Putra Ramadhani Astyawan, Okezone · Senin 11 Mei 2020 16:36 WIB
https: img.okezone.com content 2020 05 11 338 2212434 ini-alasan-pemkot-bogor-ajukan-psbb-tahap-3-ZqIZQ5Xh8U.jpg Wali Kota Bogor Bima Arya (Foto : Okezone.com/Putra RA)

BOGOR - Wali Kota Bogor Bima Arya Sugiarto menyebut usulan untuk memperpanjang Pembatasan Sosial Berskala Besar (PSBB) tahap ketiga di Kota Bogor untuk mengantisipasi penyebaran covid-19 yang masif menjelang Hari Raya Idul Fitri.

"Ke depan akan ada momentum Idul Fitri tentunya harus diantisipasi yang lebih ketat lagi mengawasi momentum itu. Karena itu forkompimda di sini dengan menganalisis data teman-teman dari Dinkes, Dishub, Kepolisian, TNI dan lainnya sepakat mengajukan secara resmi kepada Gubernur Jawa Barat PSBB tahap 3 selama 14 hari mulai besok," kata Bima, kepada wartawan, Senin (11/5/2020).

Ia menilai, tren penyebaran virus asal Tiongkok itu di Kota Bogor dalam beberapa hari ini memang cenderung melandai. Namun, hal tersebut justru harus dikawal dengan aturan lebih ketat agar penanganan covid-19 dapat segera dipercepat.

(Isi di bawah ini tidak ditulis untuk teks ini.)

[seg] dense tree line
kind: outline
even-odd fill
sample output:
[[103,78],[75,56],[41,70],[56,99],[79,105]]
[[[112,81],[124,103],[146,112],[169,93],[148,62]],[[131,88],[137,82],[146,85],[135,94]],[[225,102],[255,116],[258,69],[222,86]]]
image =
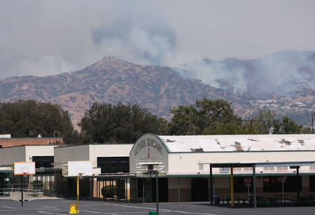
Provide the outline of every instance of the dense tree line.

"Namun demikian kami di sini selakat bahwa tren yang melandai itu harus diiringi langkah-langkah yang justru lebih ketat karena kita ingin adanya percepatan dalam penanganan covid-19 di Kota Bogor," tegasnya.

Dengan adanya kesepakatan tersebut, pihaknya juga akan segera merumuskan terkait teknis pelaksanaan PSBB tahap ketiga ini seperti sanksi pengaturan penumpang transportasi KRL Jabodetabek.

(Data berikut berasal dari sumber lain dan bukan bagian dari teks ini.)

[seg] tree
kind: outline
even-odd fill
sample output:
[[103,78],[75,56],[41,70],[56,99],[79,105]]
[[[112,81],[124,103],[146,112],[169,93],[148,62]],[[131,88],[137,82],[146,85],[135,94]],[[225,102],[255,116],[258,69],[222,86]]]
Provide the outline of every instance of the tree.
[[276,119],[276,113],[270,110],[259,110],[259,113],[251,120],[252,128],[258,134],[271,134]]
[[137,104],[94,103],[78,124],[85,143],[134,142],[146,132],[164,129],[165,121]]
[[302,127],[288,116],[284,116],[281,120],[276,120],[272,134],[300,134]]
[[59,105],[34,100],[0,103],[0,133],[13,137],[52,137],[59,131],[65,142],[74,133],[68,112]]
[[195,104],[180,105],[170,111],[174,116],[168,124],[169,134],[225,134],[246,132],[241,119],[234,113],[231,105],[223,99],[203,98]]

"Ke depan PSBB ini akan kita kawal bersama-sama lebih ketat lagi ada pengaturan untuk memastikan social distancing di titik-titik selama ini rawan. Kemudian Pemkot Bogor juga akan merumuskan secara resmi detail dan teknis terkait dengan sanksi sesuai kewenangan pemerintah kota dan juga terkait dengn aturan lebih ketat untuk penumpang KRL ke Jakarta akan dirumuskan secara resmi," bebernya.

Baca Juga : Kronologi Penusukan Kapolsek dan Penyanderaan Polisi di Jambi

Di samping itu, pihaknya juga akan secara bertahap memastikan penyaluran bantuan bagi masyarakat terdampak pandemo covid-19 berjalan dengan lancar.

"Yang terkakhir kami menerima masukan juga dari DPRD bahwa langkah tegas untuk mengawal PSBB ini juga harus diimbangi untuk perhatian terkait bantuan warga. Kami kawal terus warga juga bisa monitor juga melalui aplikasi Salur, warga bisa memeriksa apakah termasuk dalam data atau tidak. Kalau tidak masuk kita segera luncurkan program keluarga asuh melibatkan berbagai pihak untuk membantu warga yang betul-betul membutuhkan," tandasnya.